Blackpool death: Abortion sepsis risk training inadequate - coroner
- Published
Doctors are receiving "inadequate" training about the risk of sepsis after a mother-of-five died following an abortion, a coroner has warned.
Sarah Dunn, 31, died of "natural causes contributed to by neglect" in hospital on 11 April 2020, an inquest found.
Assistant coroner for Blackpool and Fylde Louise Rae's prevention of future deaths report, external has now been published.
She said Ms Dunn had been treated as a Covid patient even though the "signs of sepsis were apparent".
Her cause of death was recorded as "streptococcus sepsis following medical termination of pregnancy".
In her record of inquest, the coroner noted Ms Dunn was admitted to Blackpool Victoria Hospital in Lancashire on 10 April 2020.
She was suffering from a streptococcus infection caused by an early medical abortion on 23 March, which had produced sepsis and toxic shock by the time she was admitted to hospital.
The coroner said "signs of sepsis were apparent" before and at the time of Ms Dunn's hospital admission but she was instead treated as a Covid-19 patient.
"Sepsis was not recognised or treated by the GP surgery, emergency department or acute medical unit and upon Sarah's arrival at hospital, the sepsis pathway was not followed," she added.
Ms Dunn did not receive antibiotics until seven-and-a-half hours after arriving at hospital.
She suffered a seizure before she was transferred to the intensive care unit, where she later died.

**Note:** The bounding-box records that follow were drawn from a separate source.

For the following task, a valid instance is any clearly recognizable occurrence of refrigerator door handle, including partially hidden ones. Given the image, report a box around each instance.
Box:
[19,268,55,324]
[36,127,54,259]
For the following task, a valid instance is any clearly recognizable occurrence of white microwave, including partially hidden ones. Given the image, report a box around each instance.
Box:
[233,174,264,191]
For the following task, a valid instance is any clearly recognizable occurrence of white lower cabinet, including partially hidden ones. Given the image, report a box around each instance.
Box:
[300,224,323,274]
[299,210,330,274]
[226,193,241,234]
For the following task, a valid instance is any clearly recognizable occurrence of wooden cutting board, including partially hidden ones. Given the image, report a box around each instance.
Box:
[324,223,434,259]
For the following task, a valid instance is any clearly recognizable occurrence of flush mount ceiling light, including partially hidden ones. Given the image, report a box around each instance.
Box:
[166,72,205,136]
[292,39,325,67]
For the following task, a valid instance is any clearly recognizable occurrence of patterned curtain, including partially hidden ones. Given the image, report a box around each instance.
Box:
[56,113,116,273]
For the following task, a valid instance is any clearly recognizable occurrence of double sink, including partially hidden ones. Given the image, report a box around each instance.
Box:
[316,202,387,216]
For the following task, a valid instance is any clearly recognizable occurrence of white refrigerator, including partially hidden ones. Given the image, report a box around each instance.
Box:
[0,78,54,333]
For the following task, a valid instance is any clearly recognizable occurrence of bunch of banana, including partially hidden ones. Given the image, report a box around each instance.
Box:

Under a section of the report headed "coroner's concerns", Ms Rae cited "inadequate training of doctors and other medical professionals" about the risk of sepsis following abortions.
'Lack of awareness'
She said evidence from a "wide range" of clinicians who cared for Ms Dunn "revealed a common theme of lack of training, knowledge or experience on the part of physicians and medical staff regarding the rare risk of sepsis following early medical termination".
The coroner added: "Sarah was spoken to and seen by numerous medical professionals in both primary and secondary care but no sepsis protocols were initiated.
"I found that the compounding delays in screening, diagnosis and treatment more than minimally contributed to a poor outcome in Sarah's case."
She added: "I am concerned that there remains a lack of awareness of sepsis, in particular following early medical abortion, given how many opportunities there were to think sepsis in this case."
Pete Murphy, Blackpool Teaching Hospitals NHS Foundation Trust's executive director of nursing, midwifery, allied health professionals and quality, said: "We did receive a legal notice designed to help prevent future deaths in similar circumstances following the inquest.
"It doesn't feel appropriate for us to comment in more detail until the full process has been completed by the Department of Health and Social Care."